Sincero el hombre

Estaba a punto de subir una preciosa colaboración de Claudio al blog. Pero acabo de escuchar un audio, que me ha obligado a aplazarla.

Se trata de la entrevista que dio esta mañana a Radio Biobío el diputado Enrique Estay, representante UDI de la región de La Araucanía. ¿El motivo? Probablemente muchos lo saben, pues fue uno de los temas más citados en las redes sociales el día de ayer. El tema surgió, precisamente, en las propias redes: Estay, en su cuenta de Facebook, y ante la tradicional pregunta “¿Qué estás pensando?”, escribió: “Preocupados de los maricones y no del enjambre de burócratas concertas que obstruyen todo, para que los beneficios no bajen a los más pobres y clase media”, en relación al debate que se está generando actualmente en Chile sobre la legislación de las uniones de hecho, o Acuerdo de Vida en Común (AVC).

Sincero el hombre, hay que reconocerlo. Pues precisamente en eso estaba pensando. Estaba pensando en la preocupación que le causa la prioridad que hoy está teniendo en la escena pública el debate sobre los derechos de las minorías sexuales (aún cuando debamos recordar que el AVC se aplica también a parejas heterosexuales)

Y su sinceridad continuó en la entrevista (no se las contaré… escuchen el audio). Y sus palabras han pasado a formar parte de la colección de públicas manifestaciones discriminatorias al colectivo LGBT, a la que han aportado en su momento el Cardenal Medina, Carlos Larraín, Fidel Espinoza, Iván Paredes, los humoristas del Festival de Viña, y otros más… cada uno con sus correspondientes matices, explicaciones y disculpas (en la minoría de los casos).

En las últimas semanas, el tema de la homosexualidad, sus derechos y reivindicaciones, ha formado parte del debate nacional: el silencio del discurso presidencial del 21 de mayo motivó la discusión, que ha tenido como eje la posibilidad de que en Chile se legisle sobre las uniones (matrimonio, prefiero yo) entre personas del mismo sexo.

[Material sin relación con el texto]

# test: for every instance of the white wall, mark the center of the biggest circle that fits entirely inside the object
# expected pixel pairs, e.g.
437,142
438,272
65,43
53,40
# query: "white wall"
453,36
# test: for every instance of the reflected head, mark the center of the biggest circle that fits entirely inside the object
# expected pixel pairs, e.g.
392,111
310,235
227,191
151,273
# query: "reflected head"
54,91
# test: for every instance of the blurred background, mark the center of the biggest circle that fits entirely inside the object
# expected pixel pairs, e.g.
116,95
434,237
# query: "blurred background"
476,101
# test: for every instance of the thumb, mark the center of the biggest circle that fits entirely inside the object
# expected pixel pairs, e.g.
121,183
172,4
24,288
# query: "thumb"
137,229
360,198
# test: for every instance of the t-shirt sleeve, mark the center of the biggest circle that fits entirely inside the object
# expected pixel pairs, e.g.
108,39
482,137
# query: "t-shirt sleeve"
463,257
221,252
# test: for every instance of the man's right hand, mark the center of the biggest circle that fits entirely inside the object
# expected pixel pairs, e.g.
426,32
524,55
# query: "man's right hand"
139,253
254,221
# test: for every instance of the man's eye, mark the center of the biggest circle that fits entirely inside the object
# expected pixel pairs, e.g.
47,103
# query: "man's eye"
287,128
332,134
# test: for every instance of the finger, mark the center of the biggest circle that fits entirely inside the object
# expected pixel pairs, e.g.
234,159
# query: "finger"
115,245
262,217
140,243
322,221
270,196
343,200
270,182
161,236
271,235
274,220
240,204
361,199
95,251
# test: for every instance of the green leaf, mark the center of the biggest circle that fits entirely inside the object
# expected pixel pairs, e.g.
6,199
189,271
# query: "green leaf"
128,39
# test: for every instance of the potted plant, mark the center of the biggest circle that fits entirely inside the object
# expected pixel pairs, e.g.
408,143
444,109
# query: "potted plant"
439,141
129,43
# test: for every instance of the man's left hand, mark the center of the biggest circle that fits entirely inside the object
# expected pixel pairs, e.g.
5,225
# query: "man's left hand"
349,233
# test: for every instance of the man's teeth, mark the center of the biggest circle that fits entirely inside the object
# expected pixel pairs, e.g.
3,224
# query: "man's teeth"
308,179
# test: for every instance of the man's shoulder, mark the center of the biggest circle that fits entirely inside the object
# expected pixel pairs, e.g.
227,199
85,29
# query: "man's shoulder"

En este contexto han comenzado a aparecer las más variadas posiciones. Y no sólo en lo público, también en lo privado y cotidiano, pues estoy segura de que los dichos de Estay representan a más de alguien… Basta ver los comentarios  debajo de su frase en Facebook. Estoy segura de que hay muchas y muchos que piensan como él, o como Medina y Larraín, y rechazan no sólo la posibilidad del matrimonio igualitario, sino a la homosexualidad en su conjunto. Y lo dicen, pues son libres de expresarlo con sinceridad. ¡Para eso estamos en democracia pues!

Y es que quizás ésta sea precisamente el momento de sincerarse. De comprometerse y tomar partido. Y yo ya lo he tomado, y con el mismo uso de la libertad de expresión, me siento con la necesidad de rechazar el repudio al otro. De rechazar los comentarios homofóbicos. De rechazar la discriminación hacia quienes aman lejos de lo heteronormativo… y con mayor razón, cuando quienes rechazan, discriminan y ofenden (pues aunque el diputado Estay diga lo contrario, “maricón” sí es una ofensa), son quienes discuten las leyes que regulan nuestra vida como sociedad, quienes deciden cómo y quiénes forman una familia legítima y quienes no. ¿Qué es falta de tolerancia y poco respeto a la opinión divergente? Vamos a ver… que una cosa es tolerancia y otra “tonterancia”… y la discriminación, por lejos, me parece la peor de las tonteras.